While the U.S. ban has been debated for months, India acted swiftly in June 2020 to block TikTok and nearly 60 other Chinese apps over national security concerns, stripping many creators of their main source of income and shattering a digital community.

The disruption forced content creators to rebuild their followings and businesses on new homegrown apps and established platforms such as Meta-owned Instagram, which emerged as a big winner of the ban. While top influencers successfully made the switch and even expanded their audiences, smaller creators struggled to achieve the same success.
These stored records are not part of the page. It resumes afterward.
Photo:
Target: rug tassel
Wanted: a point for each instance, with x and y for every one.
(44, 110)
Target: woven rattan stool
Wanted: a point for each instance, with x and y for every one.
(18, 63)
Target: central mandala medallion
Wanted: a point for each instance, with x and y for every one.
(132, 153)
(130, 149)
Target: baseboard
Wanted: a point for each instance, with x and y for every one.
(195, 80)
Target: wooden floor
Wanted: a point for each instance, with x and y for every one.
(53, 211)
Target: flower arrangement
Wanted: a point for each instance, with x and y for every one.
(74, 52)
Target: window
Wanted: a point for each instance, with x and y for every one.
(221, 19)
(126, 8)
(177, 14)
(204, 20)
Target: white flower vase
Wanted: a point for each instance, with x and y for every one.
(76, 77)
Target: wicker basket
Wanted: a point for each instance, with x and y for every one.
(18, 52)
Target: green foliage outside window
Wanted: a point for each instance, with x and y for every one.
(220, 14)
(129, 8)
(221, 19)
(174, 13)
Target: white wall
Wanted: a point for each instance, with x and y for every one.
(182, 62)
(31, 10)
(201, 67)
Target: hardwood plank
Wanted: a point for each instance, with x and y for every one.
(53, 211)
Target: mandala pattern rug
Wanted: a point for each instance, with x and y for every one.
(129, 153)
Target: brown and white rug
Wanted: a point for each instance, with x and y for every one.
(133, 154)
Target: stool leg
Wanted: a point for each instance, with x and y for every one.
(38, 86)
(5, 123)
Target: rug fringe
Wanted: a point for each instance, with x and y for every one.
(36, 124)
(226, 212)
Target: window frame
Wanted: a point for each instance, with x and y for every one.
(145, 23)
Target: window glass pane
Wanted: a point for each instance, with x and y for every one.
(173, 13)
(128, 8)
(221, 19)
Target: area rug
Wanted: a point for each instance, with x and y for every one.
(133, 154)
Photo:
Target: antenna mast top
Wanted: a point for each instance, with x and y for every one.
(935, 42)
Gaurav Arora, who had 10.8 million followers on TikTok and bears an uncanny resemblance to Indian cricketer Virat Kohli, said he had to act quickly.

"I used to earn between 100,000 and 200,000 Indian rupees ($1,155 to $2,310) per month on TikTok," said Arora, who shifted to platforms such as YouTube where he now boasts 11.3 million subscribers.

The vacuum left by TikTok drove a surge toward domestic platforms like Moj and Josh, especially in India's smaller towns and rural areas, where TikTok had transformed locals into stars, showcasing everything from dance routines to personal stories.

Moj and Josh, launched just a month after the ban, have seen lifetime downloads of roughly 360 million and 308 million, respectively, in the country, according to market intelligence firm Sensor Tower.

"TikTok in India catered to every demography and every type of user, not just tier-1 cities. That's why other applications like Moj were quickly able to take advantage of the ban," said Priya Adivarekar, a digital creator and visiting faculty at Xavier Institute of Communications in Mumbai.

In the U.S., a similar trend is unfolding as millions of "TikTok Refugees" sign up for the Chinese social media app RedNote.

However, experts caution that the user experience on these new apps often falls short of what TikTok had provided, allowing U.S. tech giants to fill the gap. Instagram Reels, a TikTok-like service launched in August 2020 just months after the Chinese app was banned in India, has found its biggest audience in the country.

"The only beneficiary (of the ban), if there was any clear beneficiary from this, did seem to be Instagram," said Apar Gupta, observer trustee of Internet Freedom Foundation, an Indian advocacy group.

"The greater loss was to the people of India. ByteDance completely pulled out of India. You didn't have people having the ability of engaging in content or a creator economy to the same extent that others had," he added.

While TikTok's overall impact on India's economy before the ban is unclear, the company estimates that it drove $15 billion in revenue for U.S. small businesses in 2023 and contributed about $24 billion to the world's largest economy.

"For top influencers, these platform disruptions matter a little less, especially since they are already present on a bunch of platforms," said Aditya Vashistha, assistant professor of Information Science at Cornell University.

© Reuters. FILE PHOTO: TikTok logo is seen in this illustration taken January 8, 2025. REUTERS/Dado Ruvic/Illustration/File Photo

"The impact on the micro-influencers and the mid-tier influencers is going to be much stronger. I see similar ripple effects both in the U.S. and in India."